人員要件の違い: CT検査実施者を院内常駐ではなくオンコール対応とすることも可能など、1に比べると要件が緩和されています。
管理料3(救急搬送200点 / 夜間休日ウォークイン50点)
認定された救急病院や救急診療所であれば算定できます。
5. 押さえておきたい関連加算と「院内トリアージ実施料」の組み換え
新点数に伴い、影響の大きい加算の再編も行われます。
時間外救急搬送加算: 3でも触れましたが、救急搬送で土日祝・夜間の対応をした場合、救急搬送医学管理料について時間帯に応じて上乗せ評価(200点〜300点)。

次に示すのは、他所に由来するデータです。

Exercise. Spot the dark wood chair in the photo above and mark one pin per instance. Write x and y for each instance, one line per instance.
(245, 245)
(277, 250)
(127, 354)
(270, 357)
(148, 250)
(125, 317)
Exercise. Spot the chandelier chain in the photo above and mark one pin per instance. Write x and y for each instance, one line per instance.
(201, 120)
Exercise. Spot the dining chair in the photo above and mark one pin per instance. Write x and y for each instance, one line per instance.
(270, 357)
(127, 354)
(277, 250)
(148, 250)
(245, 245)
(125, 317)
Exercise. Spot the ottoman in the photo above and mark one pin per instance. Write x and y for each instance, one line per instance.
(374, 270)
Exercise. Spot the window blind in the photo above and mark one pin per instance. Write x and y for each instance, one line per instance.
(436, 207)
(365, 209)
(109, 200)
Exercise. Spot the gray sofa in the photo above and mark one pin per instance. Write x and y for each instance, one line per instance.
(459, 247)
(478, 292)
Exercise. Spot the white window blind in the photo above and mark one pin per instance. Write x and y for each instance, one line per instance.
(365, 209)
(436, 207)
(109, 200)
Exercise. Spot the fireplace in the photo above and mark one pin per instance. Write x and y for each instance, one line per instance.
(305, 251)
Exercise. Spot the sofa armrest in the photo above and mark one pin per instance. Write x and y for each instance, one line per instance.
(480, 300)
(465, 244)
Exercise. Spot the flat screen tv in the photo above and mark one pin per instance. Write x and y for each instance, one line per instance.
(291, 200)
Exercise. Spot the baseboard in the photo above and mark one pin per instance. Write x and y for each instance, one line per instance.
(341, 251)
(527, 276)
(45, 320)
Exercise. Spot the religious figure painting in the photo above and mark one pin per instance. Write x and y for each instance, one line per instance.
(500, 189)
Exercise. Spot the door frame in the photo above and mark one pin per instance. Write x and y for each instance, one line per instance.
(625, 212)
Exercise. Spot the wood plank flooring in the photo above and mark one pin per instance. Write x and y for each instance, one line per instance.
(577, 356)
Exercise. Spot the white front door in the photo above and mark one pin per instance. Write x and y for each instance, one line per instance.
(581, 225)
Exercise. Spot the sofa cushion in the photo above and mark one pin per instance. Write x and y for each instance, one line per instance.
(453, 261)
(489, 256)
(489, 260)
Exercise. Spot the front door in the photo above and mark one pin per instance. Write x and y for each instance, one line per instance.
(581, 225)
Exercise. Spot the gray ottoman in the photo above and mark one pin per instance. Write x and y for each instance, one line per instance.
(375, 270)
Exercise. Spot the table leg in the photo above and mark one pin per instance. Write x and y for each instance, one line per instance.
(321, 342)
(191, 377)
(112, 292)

救急外来緊急検査対応加算: 24時間の検査体制を評価(区分により管理料1の場合300点、管理料2の場合200点)。
精神科疾患患者等受入加算: 過去6か月以内に精神科受診歴がある、または急性薬毒物中毒(急性アルコール中毒以外)の患者への対応を評価(400点)。
「院内トリアージ実施料」の廃止と加算への組み替え: これまで独立した点数だった「院内トリアージ実施料」が廃止され、「院内トリアージ実施体制加算(50点)」として組み替えられます。 これにより、「救急搬送医学管理料」や「夜間休日救急医学管理料」を算定している医療機関で院内トリアージの体制を整えていれば、50点の加算が取得可能になるというメリットがあります。
6. おわりに
2026年改定では、日中の救急車や夜間のウォークインが評価されるなど、救急外来の「入り口」の算定が大きく広がりました。一方で、上位の点数を算定するために求められる施設基準(搬送実績、専任スタッフの配置、MC協議会等への参加などの地域連携の取り組み)は非常に細分化・複雑化しています。
詳細な内容は3月の告示を待つ必要がありますが、まず自院の救急搬送受け入れ件数や、現在の医師・看護師・コメディカルの配置状況を正確に把握する必要があります。